I have CAPTCHAs now, but this war is far from over.
Learning java
December 7th, 2008Since the system rebuild, I had a chance to start some things over, and one of those was getting java and eclipse (using apache tomcat) working on my machine.
This is only the beginning, of course, I have a long ways to go. Luckily, I can learn a lot only by studying code and practicing (as I did to learn C).
System rebuild
December 5th, 2008Its frustrating to wake up one day, find your PC locked up, only to discover that something is seriously wrong and it wont boot up.
After searching for a way to recover the system (in vain), I took the hit and re-installed linux and re-compiled my apps. One and a half days later I am back with almost ALL the functionality I had before.

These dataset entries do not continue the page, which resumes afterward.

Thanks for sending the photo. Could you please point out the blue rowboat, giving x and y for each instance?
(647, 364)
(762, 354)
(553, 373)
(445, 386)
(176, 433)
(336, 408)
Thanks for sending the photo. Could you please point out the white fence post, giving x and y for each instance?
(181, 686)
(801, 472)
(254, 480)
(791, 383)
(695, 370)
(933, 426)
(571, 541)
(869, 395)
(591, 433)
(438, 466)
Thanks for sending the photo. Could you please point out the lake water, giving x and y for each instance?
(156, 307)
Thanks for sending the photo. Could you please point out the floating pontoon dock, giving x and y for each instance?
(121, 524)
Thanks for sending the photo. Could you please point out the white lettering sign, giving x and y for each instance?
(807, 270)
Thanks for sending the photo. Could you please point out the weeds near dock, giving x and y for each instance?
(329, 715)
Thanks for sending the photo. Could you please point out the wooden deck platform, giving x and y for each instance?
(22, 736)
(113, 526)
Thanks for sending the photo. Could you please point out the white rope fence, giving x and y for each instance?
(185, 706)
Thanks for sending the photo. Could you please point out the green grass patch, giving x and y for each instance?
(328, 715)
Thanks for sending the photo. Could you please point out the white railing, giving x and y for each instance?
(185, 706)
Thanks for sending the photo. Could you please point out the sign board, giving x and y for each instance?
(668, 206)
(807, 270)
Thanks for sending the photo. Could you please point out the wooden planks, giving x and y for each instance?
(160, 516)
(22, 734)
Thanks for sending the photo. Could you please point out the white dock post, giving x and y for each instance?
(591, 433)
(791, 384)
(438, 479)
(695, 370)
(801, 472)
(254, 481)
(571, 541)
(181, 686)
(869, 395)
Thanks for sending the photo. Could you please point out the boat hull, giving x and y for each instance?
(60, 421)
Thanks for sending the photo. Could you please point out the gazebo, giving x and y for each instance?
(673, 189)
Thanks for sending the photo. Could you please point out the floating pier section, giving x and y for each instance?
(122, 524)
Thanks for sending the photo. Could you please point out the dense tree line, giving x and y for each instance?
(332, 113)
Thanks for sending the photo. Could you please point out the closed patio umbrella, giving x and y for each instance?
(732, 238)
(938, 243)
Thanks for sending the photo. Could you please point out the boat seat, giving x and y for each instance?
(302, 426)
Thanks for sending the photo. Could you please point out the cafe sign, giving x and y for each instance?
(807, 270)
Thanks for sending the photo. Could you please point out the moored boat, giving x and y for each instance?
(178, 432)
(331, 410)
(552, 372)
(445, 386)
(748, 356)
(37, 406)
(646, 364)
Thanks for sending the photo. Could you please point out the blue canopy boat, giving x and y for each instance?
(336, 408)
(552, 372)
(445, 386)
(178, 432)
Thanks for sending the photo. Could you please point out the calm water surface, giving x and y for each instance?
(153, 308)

This is actually faster than I remember considering the number of apps that were NOT in the install distro.
*sigh*
M$ and DRM
October 19th, 2008I ran across some more info for those that think, "Vista isnt that bad". It has the potential to cause increased hardware costs for all of us, running M$ or not (because of agreements with M$ for years to come).
The DRM (Digital Rights Management) is causing problems for legitimate users, and its been talked about before.
Here then, are some topics from the story and at the end a link to the whole paper (which I encourage you to read):
Disabling of Functionality
Decreased Playback Quality
Elimination of Open-source Hardware Support
Elimination of Unified Drivers
Denial-of-Service via Driver/Device Revocation
Increased Hardware Costs
Basically, if M$ even thinks your drivers dont pass the DRM muster, its suddenly disabled. (Look under the 'Denial-of-Service via Driver/Device Revocation' for that one).